Orkney’s Iron Age is dominated by the monumental stone towers known as brochs but they only tell part of the story of this highly sophisticated and varied period.

Entrance to the broch at Gurness.

During the first millennium BC, massive stone towers known as brochs began to be built throughout Atlantic Scotland. There are over a hundred known in Orkney, with several on South Ronaldsay and Burray (Borgorey, or Broch Island). Recent excavations at The Cairns in South Ronaldsay have uncovered a huge broch site which may yet prove to be one of the largest sites  discovered.

Small villages are often clustered around Orkney’s brochs such as at The Skeo on Brims peninsula in South Walls.

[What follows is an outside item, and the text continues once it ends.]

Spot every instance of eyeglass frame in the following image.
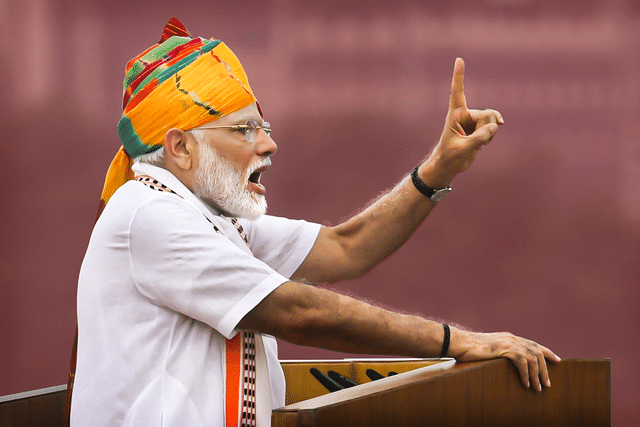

However, brochs only tell part of the Iron Age story. Many other types of sites are also known from this time, such as souterrains, underground passages and chambers. The function of these is still the subject of much debate. Once thought to be mere isolated grain stores or refuges, they are now known to have been associated with above ground buildings and are thought to have played a crucial role in ritual life. One such souterrain was recently excavated at Windwick in South Ronaldsay, just a short distance from the broch at The Cairns.

The Iron Age also sees promontory forts, such as the Castle of Burwick and artificial islands known as crannogs often built in lochs. Unlike in southern Britain, there was no Roman settlement in Orkney and so the Iron Age extends all the way through the Pictish period until the arrival of the Vikings.